À qui voulez-vous que je raconte ça ? Ce qui est arrivé à ces gens ? Lui a fini 1 balle dans la tête. Il y a une forte différence entre arriver sur une scène de crime passé, figé, et sur une scène de crime actuelle, ici et maintenant. Quand nous sommes arrivés devant la porte avec mon collègue, Damien, il n’y avait plus de cris, mais des bruits étranges. Déchirures, brisures, coups… Nous avons sonné. Pas de réponse. Nous nous sommes annoncés : « – Police ! ». Pas de réponse. Toujours ces étranges bruits étouffés. Nous avons posé la main sur nos armes et j’ai tenté d’ouvrir la porte d’entrée. Pas verrouillée. J’ai sorti mon arme et l’ai mis le long de ma jambe. J’ai ouvert la porte et je suis entré en m’annonçant une deuxième fois : « – Police, il y a quelqu’un ? ». Pas de réponse. Les mêmes bruits, mais maintenant, je savais d’où ils venaient. De la cuisine. On avance en Y. Damien connaît bien cette technique. Je rentre le premier et je sécurise les pièces à droite et à gauche, en avançant au fur et à mesure, pendant qu’il protège le couloir. J’arrive à la cuisine. La lumière est faible. Il y a bien quelqu’un. Cette situation est une des plus risquée qui soit en intervention. Vous vous êtes annoncés plusieurs fois, la personne qui est dans la cuisine, la pièce la plus dangereuse d’une maison, le sait, et a décidé, probablement sciemment, de ne pas répondre à vos sollicitations. Je suis sur le côté de la porte, à droite, dos au mur, je tiens mon arme à deux mains dirigé vers le bas. Damien est face à moi, son arme dirigé vers la porte.
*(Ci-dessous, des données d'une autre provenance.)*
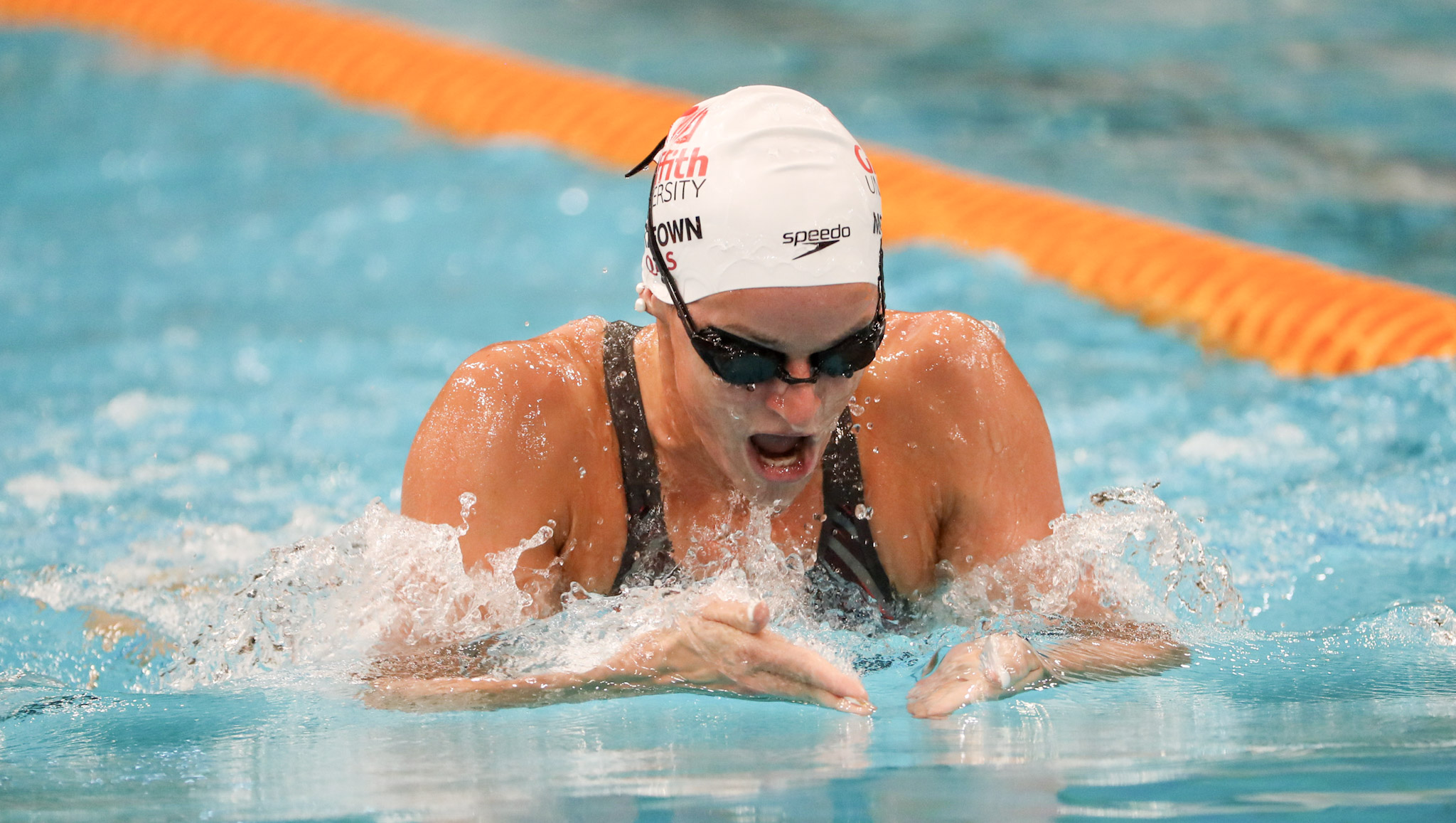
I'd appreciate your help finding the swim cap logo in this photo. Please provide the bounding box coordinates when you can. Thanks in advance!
[783,225,849,260]
[667,106,707,143]
[653,146,707,206]
[855,144,875,175]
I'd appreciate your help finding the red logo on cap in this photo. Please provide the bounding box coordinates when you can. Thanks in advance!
[855,146,875,175]
[668,106,707,143]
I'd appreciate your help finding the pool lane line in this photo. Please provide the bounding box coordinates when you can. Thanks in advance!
[0,0,1456,376]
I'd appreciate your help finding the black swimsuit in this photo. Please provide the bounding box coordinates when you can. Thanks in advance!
[601,321,906,625]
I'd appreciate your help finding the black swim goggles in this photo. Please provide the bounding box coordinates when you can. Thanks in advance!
[626,144,885,386]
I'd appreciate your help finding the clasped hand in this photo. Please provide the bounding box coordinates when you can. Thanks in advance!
[367,599,1050,718]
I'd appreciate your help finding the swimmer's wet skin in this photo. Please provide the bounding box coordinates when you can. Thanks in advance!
[392,86,1187,717]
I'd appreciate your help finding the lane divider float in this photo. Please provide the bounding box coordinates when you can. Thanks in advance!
[0,0,1456,376]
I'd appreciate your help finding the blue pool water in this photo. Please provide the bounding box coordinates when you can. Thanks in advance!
[0,0,1456,820]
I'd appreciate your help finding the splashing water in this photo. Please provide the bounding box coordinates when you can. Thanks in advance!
[16,488,1242,689]
[941,485,1243,627]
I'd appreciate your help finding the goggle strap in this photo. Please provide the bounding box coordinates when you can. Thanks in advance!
[621,134,667,178]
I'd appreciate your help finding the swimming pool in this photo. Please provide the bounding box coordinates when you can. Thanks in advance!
[0,3,1456,820]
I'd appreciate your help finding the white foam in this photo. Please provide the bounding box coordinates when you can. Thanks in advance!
[96,389,191,428]
[941,487,1243,625]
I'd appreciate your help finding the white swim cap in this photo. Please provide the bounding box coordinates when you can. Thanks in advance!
[642,86,879,303]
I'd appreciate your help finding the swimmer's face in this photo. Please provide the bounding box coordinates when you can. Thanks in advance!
[649,282,878,504]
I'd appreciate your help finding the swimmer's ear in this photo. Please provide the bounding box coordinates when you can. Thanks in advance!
[621,134,667,178]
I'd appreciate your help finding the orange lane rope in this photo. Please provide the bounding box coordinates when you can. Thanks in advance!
[0,0,1456,374]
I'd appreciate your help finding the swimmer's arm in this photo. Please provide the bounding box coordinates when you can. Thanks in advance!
[906,622,1189,718]
[365,600,874,715]
[400,344,581,617]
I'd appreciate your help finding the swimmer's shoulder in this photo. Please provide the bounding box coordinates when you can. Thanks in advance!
[447,317,606,399]
[875,310,1019,385]
[865,310,1044,441]
[427,317,610,447]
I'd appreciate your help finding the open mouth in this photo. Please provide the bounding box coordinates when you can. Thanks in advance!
[749,434,814,482]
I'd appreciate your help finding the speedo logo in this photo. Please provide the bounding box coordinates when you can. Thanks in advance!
[783,225,849,260]
[654,217,703,246]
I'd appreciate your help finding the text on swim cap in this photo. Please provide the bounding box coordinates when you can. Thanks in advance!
[653,146,707,181]
[654,217,703,246]
[783,225,849,246]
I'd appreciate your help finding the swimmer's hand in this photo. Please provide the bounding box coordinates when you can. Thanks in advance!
[616,600,875,715]
[906,632,1053,718]
[364,600,875,715]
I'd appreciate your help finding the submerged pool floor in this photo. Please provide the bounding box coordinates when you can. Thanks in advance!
[0,11,1456,820]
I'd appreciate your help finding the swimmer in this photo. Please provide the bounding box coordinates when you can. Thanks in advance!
[374,86,1187,717]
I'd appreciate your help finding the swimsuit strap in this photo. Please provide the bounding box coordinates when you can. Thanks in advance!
[814,409,904,622]
[601,321,677,594]
[601,321,906,623]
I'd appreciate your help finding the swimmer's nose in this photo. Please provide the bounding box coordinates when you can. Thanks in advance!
[769,359,823,427]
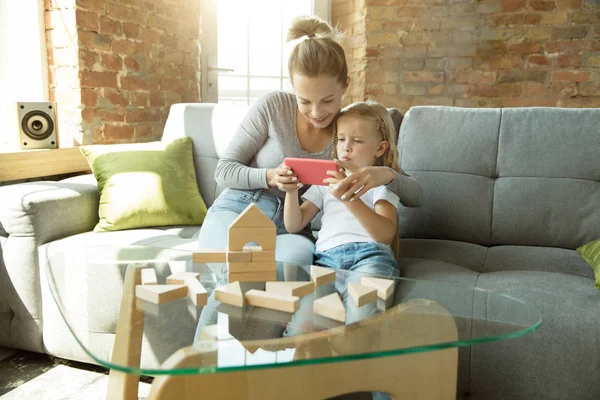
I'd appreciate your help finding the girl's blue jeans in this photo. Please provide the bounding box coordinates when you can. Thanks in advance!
[194,189,399,399]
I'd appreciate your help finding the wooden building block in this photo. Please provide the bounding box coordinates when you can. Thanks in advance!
[227,226,275,251]
[227,261,277,274]
[192,249,227,263]
[167,272,200,285]
[244,245,262,252]
[135,285,187,304]
[313,293,346,322]
[310,265,335,286]
[200,324,232,340]
[244,289,300,313]
[215,282,244,307]
[360,276,394,300]
[135,299,160,317]
[250,250,275,262]
[265,282,315,297]
[348,282,377,307]
[227,271,277,282]
[227,251,252,262]
[185,278,208,307]
[142,268,158,285]
[229,203,275,228]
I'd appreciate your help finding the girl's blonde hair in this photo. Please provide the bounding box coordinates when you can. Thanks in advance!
[333,100,401,172]
[332,100,401,258]
[287,16,348,85]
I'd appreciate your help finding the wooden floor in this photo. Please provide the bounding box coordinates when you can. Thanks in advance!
[0,347,150,400]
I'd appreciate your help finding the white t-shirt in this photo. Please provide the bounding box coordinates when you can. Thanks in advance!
[302,185,400,251]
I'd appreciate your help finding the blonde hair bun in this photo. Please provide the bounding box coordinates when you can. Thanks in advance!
[287,16,348,85]
[287,15,344,43]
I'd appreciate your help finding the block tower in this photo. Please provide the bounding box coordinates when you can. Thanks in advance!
[227,203,277,282]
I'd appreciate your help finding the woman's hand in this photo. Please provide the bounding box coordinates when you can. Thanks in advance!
[331,160,395,201]
[267,163,302,192]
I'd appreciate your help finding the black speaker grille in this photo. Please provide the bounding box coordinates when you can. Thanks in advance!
[21,110,54,140]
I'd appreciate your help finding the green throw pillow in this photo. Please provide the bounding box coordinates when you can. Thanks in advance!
[576,239,600,289]
[80,136,206,232]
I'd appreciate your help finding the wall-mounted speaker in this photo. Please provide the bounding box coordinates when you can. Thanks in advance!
[16,101,58,149]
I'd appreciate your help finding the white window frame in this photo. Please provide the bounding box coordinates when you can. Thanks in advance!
[210,0,331,105]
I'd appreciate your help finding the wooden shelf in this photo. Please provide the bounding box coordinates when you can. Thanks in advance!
[0,147,91,182]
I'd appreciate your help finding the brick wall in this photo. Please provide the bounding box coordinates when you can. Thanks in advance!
[45,0,200,147]
[332,0,600,110]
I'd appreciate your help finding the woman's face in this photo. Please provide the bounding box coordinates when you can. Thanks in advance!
[292,74,348,129]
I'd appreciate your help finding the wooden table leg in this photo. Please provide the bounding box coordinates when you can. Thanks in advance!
[106,264,146,400]
[148,300,458,400]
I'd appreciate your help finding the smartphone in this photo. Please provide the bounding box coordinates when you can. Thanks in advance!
[284,158,338,186]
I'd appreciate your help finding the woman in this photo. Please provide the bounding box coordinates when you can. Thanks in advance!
[199,17,423,264]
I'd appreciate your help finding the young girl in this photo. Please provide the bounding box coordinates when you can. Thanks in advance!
[284,102,400,282]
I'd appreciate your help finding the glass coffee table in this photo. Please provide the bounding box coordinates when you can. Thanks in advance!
[45,246,541,399]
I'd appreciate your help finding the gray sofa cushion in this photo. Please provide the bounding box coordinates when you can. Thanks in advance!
[470,271,600,400]
[400,239,488,272]
[483,246,594,285]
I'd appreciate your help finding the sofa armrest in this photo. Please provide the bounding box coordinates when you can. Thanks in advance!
[0,175,100,246]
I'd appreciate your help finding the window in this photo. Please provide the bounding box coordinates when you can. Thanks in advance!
[217,0,329,104]
[0,0,48,152]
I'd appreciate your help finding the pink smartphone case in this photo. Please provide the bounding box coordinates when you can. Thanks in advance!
[284,158,338,186]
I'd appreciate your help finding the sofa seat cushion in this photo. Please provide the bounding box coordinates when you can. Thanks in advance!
[483,242,594,280]
[39,227,200,265]
[39,238,204,368]
[470,271,600,400]
[400,239,488,272]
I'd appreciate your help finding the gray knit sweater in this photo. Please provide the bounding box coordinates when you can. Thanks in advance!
[215,91,423,207]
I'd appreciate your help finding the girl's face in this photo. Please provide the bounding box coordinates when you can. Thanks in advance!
[292,74,349,129]
[336,115,389,166]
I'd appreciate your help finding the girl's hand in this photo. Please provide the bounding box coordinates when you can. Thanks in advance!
[267,163,302,192]
[331,160,395,201]
[323,168,346,201]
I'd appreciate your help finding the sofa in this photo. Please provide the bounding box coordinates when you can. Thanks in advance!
[0,104,600,400]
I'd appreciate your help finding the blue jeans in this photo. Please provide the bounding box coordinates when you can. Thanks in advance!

Je nous réanonce encore « – c’est la Police, nous allons devoir entrer dans cette pièce, vous voulez me répondre ? ».
Pas de réponse.
Nous allons devoir entrer. Damien se décale et glisse face à la porte, toujours son arme de face. Son regard change. Quelque chose change. Je l’ai ressenti.
Le tableau est le suivant :
– Elle est allongée sur la table de la cuisine, nue, la tête tournée sur le côté gauche, le cou posé sur la plaque en bois d’une trancheuse à pain. Manuelle. Et au bout de cette lame manuelle, il y a lui. Qui a la main posée sur le manche. Nous ne saurons jamais s’il a su qu’il l’avait fait. Damien a tiré. Sa tête a explosé quasi au même moment où la tête de sa désormais ex-femme s’est détachée de son corps. Une balle de 9 mm parcourt environ 300 m/s. Il a eu le temps d’appuyer sur la lame. Toute sa rage, sa haine et sa folie expulsées en si peu de temps. Elle a regardé Damien, il me l’a dit. Elle l’a regardée après, pendant quelques secondes avant de mourir. Il y a un paramètre que je ne vous ai pas encore donné, c’est ce genre de « détails » qui fait la différence entre la peur et la terreur. Sur la table, à côté de la tête de sa désormais ex-femme, à droite, il y avait la tête tranchée de leur fille, les yeux ouverts, un étrange sourire sur le visage, tourné vers sa maman. Le travail sur la scène de crime a été très compliqué, techniquement et humainement. La maison de l’enfer pour elles, l’enfer de la maison pour nous. Encore une fois, j’essayais de calculer si le temps que je tiendrai suffirait pour faire mon taf. Il a suffi. La nuit continue…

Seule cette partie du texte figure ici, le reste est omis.